Opened 11 years ago
Last modified 11 years ago
#12290 closed defect
Fix the hash of matrix spaces and improve its performance — at Version 5
Reported by: | Simon King | Owned by: | jason, was |
---|---|---|---|
Priority: | critical | Milestone: | sage-5.0 |
Component: | linear algebra | Keywords: | hash matrix space unique parent |
Cc: | Merged in: | ||
Authors: | Simon King | Reviewers: | |
Report Upstream: | N/A | Work issues: | |
Branch: | Commit: | ||
Dependencies: | Stopgaps: |
Description (last modified by )
The central assumptions for any hash function is: If two objects are equal then they must have the same hash. That assumption is violated for matrix spaces:
sage: M = MatrixSpace(ZZ, 10) sage: N = MatrixSpace(ZZ, 10,sparse=True) sage: N Full MatrixSpace of 10 by 10 sparse matrices over Integer Ring sage: M Full MatrixSpace of 10 by 10 dense matrices over Integer Ring sage: M == N True sage: hash(M)==hash(N) False
That has to be fixed. Moreover, the hash of matrix spaces is rather sluggish and should thus be improved speed-wise:
sage: %timeit hash(M) 625 loops, best of 3: 13.8 µs per loop
The root of both evils is the generic __hash__
method inherited from SageObject
:
def __hash__(self): return hash(self.__repr__())
Apply
Change History (7)
Changed 11 years ago by
Attachment: | trac12290_matrixspace_hash.patch added |
---|
comment:1 Changed 11 years ago by
Authors: | → Simon King |
---|---|
Status: | new → needs_review |
With my patch, the __hash__
method returns the hash of the same data that are used for comparison of matrix spaces. Hence, we have the new doc test
sage: M = MatrixSpace(ZZ, 10) sage: N = MatrixSpace(ZZ, 10,sparse=True) sage: M == N True sage: hash(M)==hash(N) True
Now about speed. If one computes the hash value over and over again by
def __hash__(self): return hash((self.base(),self.__nrows, self.__ncols))
then the timing is
sage: timeit("hash(M)", number=10^6) 1000000 loops, best of 3: 1.72 µs per loop
If the hash value is stored in a single underscore attribute, such as
def __hash__(self): try: return self._hash except AttributeError: self._hash = h = hash((self.base(),self.__nrows, self.__ncols)) return h
then one gets
sage: timeit("hash(M)", number=10^6) 1000000 loops, best of 3: 801 ns per loop
With a double-underscore __hash
instead of _hash
, one has
sage: timeit("hash(M)", number=10^6) 1000000 loops, best of 3: 712 ns per loop
With directly accessing the __dict__
such as
def __hash__(self): try: return self.__dict__['_hash'] except KeyError: self.__dict__['_hash'] = h = hash((self.base(),self.__nrows, self.__ncols)) return h
one has
sage: timeit("hash(M)", number=10^6) 1000000 loops, best of 3: 611 ns per loop
and with the patch, one has
sage: timeit("hash(M)", number=10^6) 1000000 loops, best of 3: 547 ns per loop
How is that possible? Apparently a "try-except" block has some overhead. Hence, simply returning a lazy attribute (which is solution of my patch) is fastest. Note that it is not possible to use @cached_method on the __hash__
method.
Needs review (although I still need to run full doctests)!

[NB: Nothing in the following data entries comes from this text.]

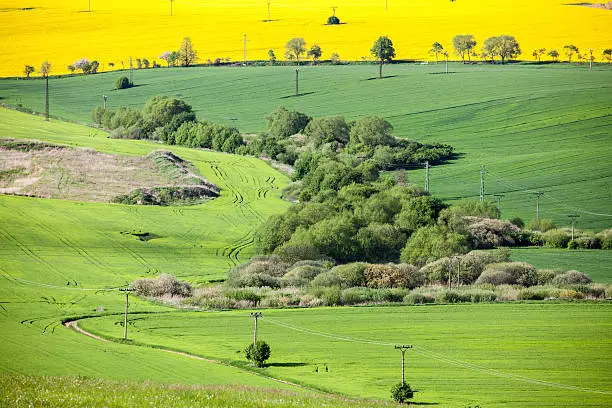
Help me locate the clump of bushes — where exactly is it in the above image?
[131,274,193,298]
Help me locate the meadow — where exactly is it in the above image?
[0,0,612,76]
[0,64,612,230]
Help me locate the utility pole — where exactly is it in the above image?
[395,345,412,385]
[242,34,246,66]
[130,57,134,86]
[119,288,132,340]
[534,191,544,221]
[378,39,383,79]
[493,194,504,214]
[425,161,429,193]
[251,312,263,345]
[568,214,580,241]
[480,166,486,201]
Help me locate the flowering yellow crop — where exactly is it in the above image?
[0,0,612,76]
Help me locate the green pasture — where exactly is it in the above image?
[81,303,612,407]
[510,247,612,283]
[0,64,612,229]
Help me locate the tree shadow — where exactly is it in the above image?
[362,75,397,81]
[266,363,308,367]
[279,92,316,99]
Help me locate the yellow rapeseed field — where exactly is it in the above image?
[0,0,612,76]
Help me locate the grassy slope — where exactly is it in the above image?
[0,110,294,386]
[0,65,612,229]
[81,303,612,407]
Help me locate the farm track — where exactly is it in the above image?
[64,320,328,395]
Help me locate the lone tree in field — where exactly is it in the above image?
[548,50,559,62]
[563,44,579,63]
[482,35,521,64]
[40,61,51,122]
[285,38,306,65]
[370,36,395,79]
[23,65,34,78]
[178,37,198,67]
[453,34,476,64]
[306,44,323,65]
[429,42,444,64]
[531,48,546,63]
[244,340,271,367]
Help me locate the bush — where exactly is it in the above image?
[391,383,414,404]
[552,271,592,286]
[476,262,538,286]
[115,76,132,89]
[244,340,271,367]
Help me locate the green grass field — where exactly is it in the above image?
[81,303,612,407]
[0,64,612,229]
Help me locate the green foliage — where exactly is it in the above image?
[244,340,271,367]
[391,382,414,404]
[266,106,312,138]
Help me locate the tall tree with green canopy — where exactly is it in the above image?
[370,36,395,79]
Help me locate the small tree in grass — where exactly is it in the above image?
[391,382,414,404]
[244,340,271,367]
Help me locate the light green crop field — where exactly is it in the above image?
[81,303,612,407]
[0,64,612,229]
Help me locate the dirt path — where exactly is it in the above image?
[64,320,318,395]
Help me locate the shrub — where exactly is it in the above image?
[552,271,592,286]
[403,293,436,305]
[476,262,538,286]
[115,75,132,89]
[244,340,271,367]
[391,383,414,404]
[542,229,571,248]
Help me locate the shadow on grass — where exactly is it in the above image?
[279,92,316,99]
[362,75,397,81]
[266,363,308,367]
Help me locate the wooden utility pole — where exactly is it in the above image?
[119,288,132,340]
[425,161,429,193]
[395,345,412,385]
[568,214,580,241]
[251,312,263,345]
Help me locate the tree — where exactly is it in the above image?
[40,61,51,122]
[548,50,559,62]
[23,65,34,78]
[306,44,323,64]
[244,340,271,367]
[268,50,276,65]
[391,382,414,404]
[453,34,476,63]
[370,36,395,79]
[482,35,521,64]
[563,44,579,63]
[531,48,546,62]
[178,37,198,67]
[285,38,306,65]
[429,42,444,64]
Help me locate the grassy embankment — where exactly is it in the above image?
[0,65,612,229]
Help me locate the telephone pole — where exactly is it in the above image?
[119,288,132,340]
[568,214,580,241]
[480,166,486,201]
[534,191,544,221]
[493,194,504,214]
[425,161,429,193]
[395,345,412,385]
[251,312,263,345]
[243,34,246,66]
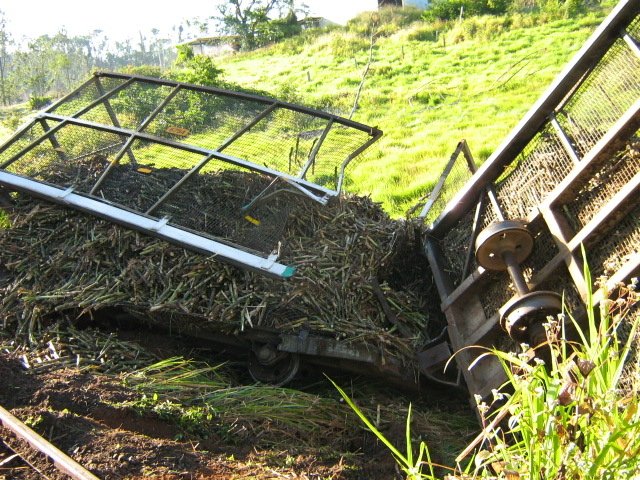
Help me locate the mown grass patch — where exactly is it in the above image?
[223,11,604,216]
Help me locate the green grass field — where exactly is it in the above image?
[221,12,604,216]
[0,10,606,216]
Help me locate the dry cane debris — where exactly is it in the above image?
[0,165,440,366]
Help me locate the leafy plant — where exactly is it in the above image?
[329,379,436,480]
[464,270,640,480]
[332,256,640,480]
[29,95,51,110]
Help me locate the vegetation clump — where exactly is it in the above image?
[339,271,640,480]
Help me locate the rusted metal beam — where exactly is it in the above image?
[0,406,99,480]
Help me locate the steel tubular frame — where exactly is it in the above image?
[0,72,382,278]
[425,0,640,404]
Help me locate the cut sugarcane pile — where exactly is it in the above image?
[0,174,437,359]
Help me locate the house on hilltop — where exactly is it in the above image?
[298,17,338,30]
[180,35,242,57]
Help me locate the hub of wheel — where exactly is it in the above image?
[248,344,300,386]
[476,220,562,346]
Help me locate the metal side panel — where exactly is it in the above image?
[0,171,295,278]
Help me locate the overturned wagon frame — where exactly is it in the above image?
[422,0,640,398]
[0,72,382,278]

comment:2 Changed 11 years ago by
Status: | needs_review → needs_work |
---|
make ptest results in one error:
sage -t -force_lib "devel/sage/sage/matrix/matrix2.pyx" ********************************************************************** File "/home/simon/SAGE/sage-4.8.alpha3/devel/sage/sage/matrix/matrix2.pyx", line 581: sage: B.elementwise_product(C).is_sparse() Exception raised: Traceback (most recent call last): File "/home/simon/SAGE/sage-4.8.alpha3/local/bin/ncadoctest.py", line 1231, in run_one_test self.run_one_example(test, example, filename, compileflags) File "/home/simon/SAGE/sage-4.8.alpha3/local/bin/sagedoctest.py", line 38, in run_one_example OrigDocTestRunner.run_one_example(self, test, example, filename, compileflags) File "/home/simon/SAGE/sage-4.8.alpha3/local/bin/ncadoctest.py", line 1172, in run_one_example compileflags, 1) in test.globs File "<doctest __main__.example_9[34]>", line 1, in <module> B.elementwise_product(C).is_sparse()###line 581: sage: B.elementwise_product(C).is_sparse() File "matrix2.pyx", line 626, in sage.matrix.matrix2.Matrix.elementwise_product (sage/matrix/matrix2.c:5345) File "element.pyx", line 2994, in sage.structure.element.canonical_coercion (sage/structure/element.c:20329) File "element.pyx", line 3011, in sage.structure.element.canonical_coercion (sage/structure/element.c:20245) File "coerce.pyx", line 939, in sage.structure.coerce.CoercionModel_cache_maps.canonical_coercion (sage/structure/coerce.c:9043) TypeError: no common canonical parent for objects with parents: 'Full MatrixSpace of 5 by 6 sparse matrices over Integer Ring' and 'Full MatrixSpace of 5 by 6 sparse matrices over Rational Field' ********************************************************************** 1 items had failures: 1 of 50 in __main__.example_9 ***Test Failed*** 1 failures. For whitespace errors, see the file /home/simon/.sage//tmp/matrix2_8852.py [19.4 s]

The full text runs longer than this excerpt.